As we near the end of 2011, you may notice a lot of fuss about the transition to the HIPAA version 5010 electronic transactions. The reason is that your claims must reach your payers in the 5010 format beginning on Jan. 1, 2012, or they will be rejected. As the deadline approaches, it may again be time to assess your practice's readiness to submit and receive electronic claims and other transactions in the HIPAA 5010 format. Has your vendor upgraded your claims software, and have you begun testing with your clearinghouse and payers? If not, what is the vendor's message to you about having this work completed before the deadline? How confident are you that you will be able to send and receive claims data to keep payments coming in after the first of the year? If your confidence isn't high, it is probably time to consider a backup plan. Here are some options for those practices whose software vendors are not showing promise:
1. Contact the clearinghouse through which your claims are submitted to find out if it will offer conversion services. Most clearinghouses will be able to receive claims in the current 4010A format and convert them to the 5010 format before relaying the data to the payers. Likewise, when the payers send back acknowledgements or claims reports in 5010, the clearinghouse may convert that data back to 4010A before delivering it to your practice. (They will likely be doing the reverse for payers that are not ready for 5010.)
2. If your software vendor is requiring a costly upgrade, consider whether it is time to look at other options. (This may be especially relevant if an EHR is in your near future. You may want evaluate how EHRs integrate with practice management systems.)
3. Use free software from your Medicare contractor to submit your Medicare claims. This will keep at least that portion of your cash flow intact. Though the software is free, using it will likely require extra data entry work, since the software does not connect to your billing system.
4. If your vendor is planning a last-minute upgrade and you have some level of confidence that any delay beyond the first of the year will be short, you may want to hold your billing for that time and let other claims be applied to patient deductibles. Your billing staff can use the time to work with the software vendor and clearinghouse and also do some intensive follow-up on this year's unpaid balances. (This could result in a better-than-typical January cash flow.)
Some have recommended that physicians secure a line of credit just in case of a disastrous transition. This may not be needed and is probably easier said than done; however, a line of credit is always a good idea and could be needed for many other reasons (e.g., a severe reduction in the Medicare fee schedule, RAC audits, and other disasters like flooding). If you have the credit and banking relationship to secure a line of credit, it might be worth discussing with your banker.

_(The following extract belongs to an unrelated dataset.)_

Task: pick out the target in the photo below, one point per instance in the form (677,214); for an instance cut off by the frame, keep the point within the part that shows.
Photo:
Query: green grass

Many of you have survived Y2K, the first HIPAA transition, the introduction of the national provider identifier (NPI), and the Medicare enrollment process. I am confident that you will get past 5010 as well. I think the doomsday authors are wrong about the world ending on Jan. 1, 2012. Even if they are right, 5010 won't be to blame. Let's save the paranoia for the real scary stuff, like Congress in session and arsenic in apple juice.